Splitting from T287362: General site outage caused by ruwikinews usage of DPL: "upstream connect error or disconnect/reset before headers. reset reason: overflow", during the outage users saw a raw, plaintext error message with the content "upstream connect error or disconnect/reset before headers. reset reason: overflow". Instead, they should have seen the standard "Wikimedia Error" HTML page.

dddddd.PNG (102×844 px, 3 KB)

I'm guess-tagging this as Traffic, please retag if I'm wrong.

Event Timeline

RLazarus added a subscriber: RLazarus.

FWIW, this error message comes from Envoy, when it's received a request but can't connect to the backend it's supposed to forward it to (source). My unsubstantiated guess is that it's the app server's Envoy, terminating TLS from the edge and trying to forward to the local Apache, which never answered because MediaWiki workers were saturated.

If that's the case, there's no way we could have served an error page from MediaWiki. In principle I think these error replies are configurable at Envoy, but instead I think we should probably adapt whatever logic exists at the edge to handle this situation. Before we inserted Envoy into the stack, ats-be would have been the one failing to connect to Apache, and (I think?) would have sent a nice error page -- now, instead, ats-be gets this error from Envoy but I propose it should rewrite it to the same nice error page.

This might be helpful: T113114: Make all wiki-facing error pages consistent
I think apache has a page for 5xx errors, we can probably reuse that.

FWIW, this error message comes from Envoy, when it's received a request but can't connect to the backend it's supposed to forward it to (source). My unsubstantiated guess is that it's the app server's Envoy, terminating TLS from the edge and trying to forward to the local Apache, which never answered because MediaWiki workers were saturated.

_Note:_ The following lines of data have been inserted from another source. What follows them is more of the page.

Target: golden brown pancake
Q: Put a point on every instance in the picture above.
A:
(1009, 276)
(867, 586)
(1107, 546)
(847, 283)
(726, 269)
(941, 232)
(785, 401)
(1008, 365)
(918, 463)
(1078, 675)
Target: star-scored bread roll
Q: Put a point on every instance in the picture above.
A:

If that's the case, there's no way we could have served an error page from MediaWiki. In principle I think these error replies are configurable at Envoy, but instead I think we should probably adapt whatever logic exists at the edge to handle this situation. Before we inserted Envoy into the stack, ats-be would have been the one failing to connect to Apache, and (I think?) would have sent a nice error page -- now, instead, ats-be gets this error from Envoy but I propose it should rewrite it to the same nice error page.

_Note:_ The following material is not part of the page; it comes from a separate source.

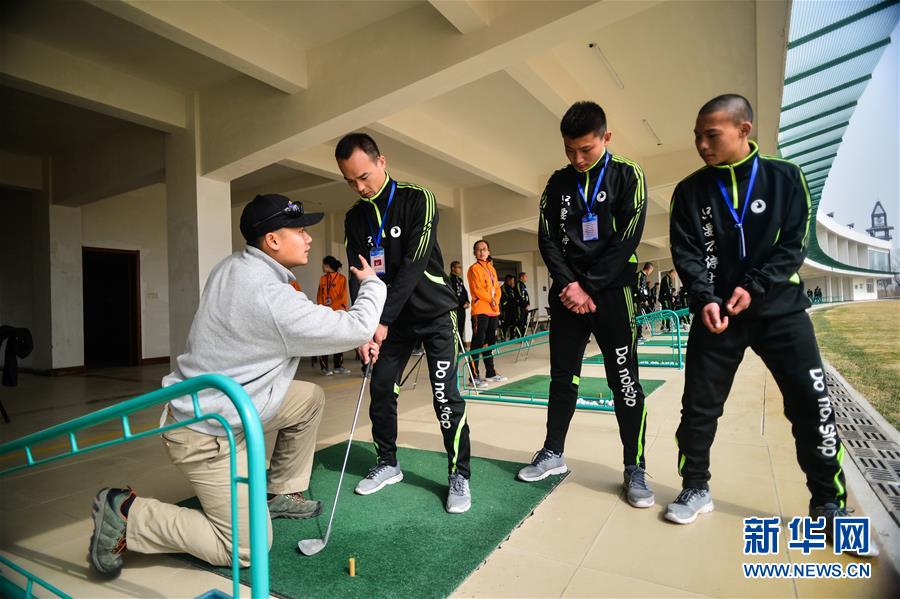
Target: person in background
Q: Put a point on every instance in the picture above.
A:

We currently already have a mechanism in place at the edge to return a standard error page whenever the origin server (Envoy in this case) returns a 4xx or 5xx error without response body. So essentially in order to achieve what @RLazarus proposes here we would have to make Envoy return no body, if possible.

@ema That makes sense, thanks for the pointer. @Joe mentioned on IRC that he might rather serve the error from Envoy -- sounds like that question is worth a little discussion.

Either way, when we get to the point of making the change, it looks like it's a pretty straightforward config setting to either override the body to a blank string or read it from a file. (If the latter, of course we'll need to remember to also override the content-type from text/plain.)

If that's the case, there's no way we could have served an error page from MediaWiki. In principle I think these error replies are configurable at Envoy, but instead I think we should probably adapt whatever logic exists at the edge to handle this situation. Before we inserted Envoy into the stack, ats-be would have been the one failing to connect to Apache, and (I think?) would have sent a nice error page -- now, instead, ats-be gets this error from Envoy but I propose it should rewrite it to the same nice error page.

Right, to clarify, I expected the error page to come from Varnish/caches. I think it's fine if it comes from envoy, but it should look the same as our normal error pages.

Either way, when we get to the point of making the change, it looks like it's a pretty straightforward config setting to either override the body to a blank string or read it from a file. (If the latter, of course we'll need to remember to also override the content-type from text/plain.)

If we make envoy return a blank body, are we going to lose the error message? Ideally that would still be included somewhere.

If we make envoy return a blank body, are we going to lose the error message?

Indeed. HTTP Status and Reason would be preserved and shown in the Varnish-generated error page though, so if Envoy sets Reason to something more specific than Internal Server Error, then we can reuse the error page logic and template used by Varnish and still get a useful error page. Otherwise we need to make Envoy read and render ./modules/mediawiki/templates/errorpage.html.erb.